Need mental health support? Employers now have an app for that – AI wellness chatbot
Due to a nationwide shortage of therapists, about a third of U.S. employers say they offer employees AI-based wellness and mental health programs, yet researchers say there isn’t enough evidence that the programs work.
The growing use of artificial intelligence (AI) to help employers provide wellness and mental health options for workers could be a major story in 2024, if current trends continue. A recent story in the Wall Street Journal outlined the demand for AI wellness and mental health programs, saying that the use of chatbots is “snowballing” in the health benefits industry.
Driving the trend is an increase in demand for mental health services, at a time when provider supply may actually be shrinking, due to burnout and other post-COVID trends among providers. The website Behavioral Health Business noted that among benefit providers, there is an interest in the possibilities that AI provides.
“Mental health companies are also seeking new business models and partners to grow,” the article noted. “Rising workloads for clinicians, and too few appointments for patients, are among the reasons providers are looking to course-correct.”
Other experts are downright enthusiastic: “There’s no place in medicine that [chatbots] will be so effective as in mental health,” said Thomas Insel, former director of the National Institute of Mental Health and co-founder of Vanna Health, which provides programs focused on those with serious mental illness. Insel, quoted in Scientific American, said that In the field of mental health, “We don’t have procedures: we have chat; we have communication.”
Millions of downloads, with new developments in technology
The Scientific American article, from June, noted that demand has been real, and growing: two companies, Woebot Health and Wysa, have both reported that their apps have had more than a million downloads. Amazon employees are provided with another platform, Twill, which uses a personalized support system including AI, peer communities, and virtual coaching. The Wall Street Journal article noted a survey that found that about one-third of employers in the U.S. offer some type of digital therapeutic support for mental health.
The momentum toward providing mental health care that includes AI systems will lead to even more data to help fine-tune care, said Katie DiPerna Cook, senior vice president at Headspace, who was quoted in the Behavioral Health Business article. “In 2024, we’ll start to see more digital mental health providers release ROI studies that show cost and outcome improvements – things like a reduction in outpatient costs, a decrease in spending for comorbidities, increased engagement over the long term, and improved [scores for depression and anxiety],” she said. “These proof-of-concept studies will help increase interest in the pay-for-outcomes model among payers and employers.”

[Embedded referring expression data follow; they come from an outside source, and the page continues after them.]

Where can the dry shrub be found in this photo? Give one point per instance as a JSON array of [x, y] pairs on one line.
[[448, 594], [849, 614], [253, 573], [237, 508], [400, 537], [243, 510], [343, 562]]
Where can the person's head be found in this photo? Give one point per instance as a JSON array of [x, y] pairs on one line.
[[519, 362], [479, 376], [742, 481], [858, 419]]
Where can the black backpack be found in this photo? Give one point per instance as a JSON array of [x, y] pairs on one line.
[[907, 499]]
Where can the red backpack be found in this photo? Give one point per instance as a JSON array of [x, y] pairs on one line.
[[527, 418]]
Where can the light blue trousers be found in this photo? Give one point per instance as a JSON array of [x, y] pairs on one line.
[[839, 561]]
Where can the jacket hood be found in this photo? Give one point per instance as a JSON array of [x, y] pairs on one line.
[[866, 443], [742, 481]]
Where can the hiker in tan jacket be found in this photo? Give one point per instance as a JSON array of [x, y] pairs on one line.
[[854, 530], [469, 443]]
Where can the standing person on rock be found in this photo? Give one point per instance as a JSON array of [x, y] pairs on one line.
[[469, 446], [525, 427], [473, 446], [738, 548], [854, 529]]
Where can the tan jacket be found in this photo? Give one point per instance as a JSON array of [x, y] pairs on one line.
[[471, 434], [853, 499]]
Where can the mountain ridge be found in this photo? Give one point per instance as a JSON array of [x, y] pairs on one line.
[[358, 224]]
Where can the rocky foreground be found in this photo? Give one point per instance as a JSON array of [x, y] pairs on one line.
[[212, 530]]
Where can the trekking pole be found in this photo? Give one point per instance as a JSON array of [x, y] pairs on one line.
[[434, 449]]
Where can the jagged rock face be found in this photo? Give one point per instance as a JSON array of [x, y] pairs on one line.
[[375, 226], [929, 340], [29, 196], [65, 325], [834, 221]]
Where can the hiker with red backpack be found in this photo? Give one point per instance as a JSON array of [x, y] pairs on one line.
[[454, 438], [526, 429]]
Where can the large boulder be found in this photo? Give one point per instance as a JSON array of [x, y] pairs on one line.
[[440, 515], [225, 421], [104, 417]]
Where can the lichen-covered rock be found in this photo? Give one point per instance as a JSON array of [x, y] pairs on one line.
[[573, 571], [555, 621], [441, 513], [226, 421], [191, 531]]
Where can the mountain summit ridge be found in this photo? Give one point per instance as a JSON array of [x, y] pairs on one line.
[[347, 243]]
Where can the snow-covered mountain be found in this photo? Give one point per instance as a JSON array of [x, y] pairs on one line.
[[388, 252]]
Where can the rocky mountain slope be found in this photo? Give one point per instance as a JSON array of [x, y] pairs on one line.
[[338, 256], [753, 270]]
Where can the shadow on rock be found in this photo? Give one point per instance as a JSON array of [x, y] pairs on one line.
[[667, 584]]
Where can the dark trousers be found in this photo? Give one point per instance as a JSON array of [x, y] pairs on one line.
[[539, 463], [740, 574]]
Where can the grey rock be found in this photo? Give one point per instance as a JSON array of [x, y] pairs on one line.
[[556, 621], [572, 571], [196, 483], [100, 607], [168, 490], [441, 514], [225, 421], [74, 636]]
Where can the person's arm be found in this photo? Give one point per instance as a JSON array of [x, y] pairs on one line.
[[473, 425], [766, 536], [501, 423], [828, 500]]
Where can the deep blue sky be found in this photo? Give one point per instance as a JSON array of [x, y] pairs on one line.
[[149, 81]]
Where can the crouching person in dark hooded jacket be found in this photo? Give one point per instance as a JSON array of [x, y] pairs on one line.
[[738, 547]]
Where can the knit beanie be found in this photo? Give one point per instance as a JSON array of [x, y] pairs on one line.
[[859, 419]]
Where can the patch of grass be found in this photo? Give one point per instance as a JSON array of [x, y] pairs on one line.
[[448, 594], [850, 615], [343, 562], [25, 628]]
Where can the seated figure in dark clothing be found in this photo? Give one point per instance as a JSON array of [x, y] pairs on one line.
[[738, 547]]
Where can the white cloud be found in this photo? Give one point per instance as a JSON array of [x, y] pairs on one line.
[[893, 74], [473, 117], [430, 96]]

A cautionary tale—the case of Tessa
However, there have been some cases where AI-assisted programs have not worked well. The National Eating Disorders Association (NEDA) shut down its human-staffed helpline in early 2023 and turned to a chatbot provider, Tessa, to help people seeking guidance about eating disorders.
But within two months, experts in the field were reporting that the chatbot was giving “problematic” advice to callers, and that some of that advice was the opposite of what human providers would prescribe as proper treatment. At the end of May, NEDA put out a statement saying the program “may have given information that was harmful,” and that the association would suspend it immediately.
The WSJ article outlined other criticisms of AI-driven mental health care: “Some researchers say there isn’t sufficient evidence the programs work, and the varied security and safety practices create a risk that private information could be leaked or sold,” the article noted. “’The companies are well known to be overextending claims about what they can do,’ said Dr. John Torous, director of the digital-psychiatry division at Beth Israel Deaconess Medical Center, in Boston. ‘Employers offering it, in some ways it is tokenism, saying we’re offering something for mental-health support.’”
A supplement, rather than a solution
Many in the field say that AI can help with providing mental health services, if balanced with the work of human providers. Mental health experts in the Behavioral Health Business article suggested that a fair amount of complications are likely to come with the new technology.
Related: How technology can boost employee mental health and wellbeing
“The foundation of behavioral health care is human-to-human contact and infusing technology won’t replace that. However, it will minimize the time it takes to see a new provider and keep patients and clinicians connected in the gaps between appointments,” said Roy Shoenberg, president and CEO of Amwell.
“By leveraging health tech, the industry can support more people in the coming year without adding to the burden of an understaffed workforce. It’s how the industry can care for those who need it and for those who do the caring.”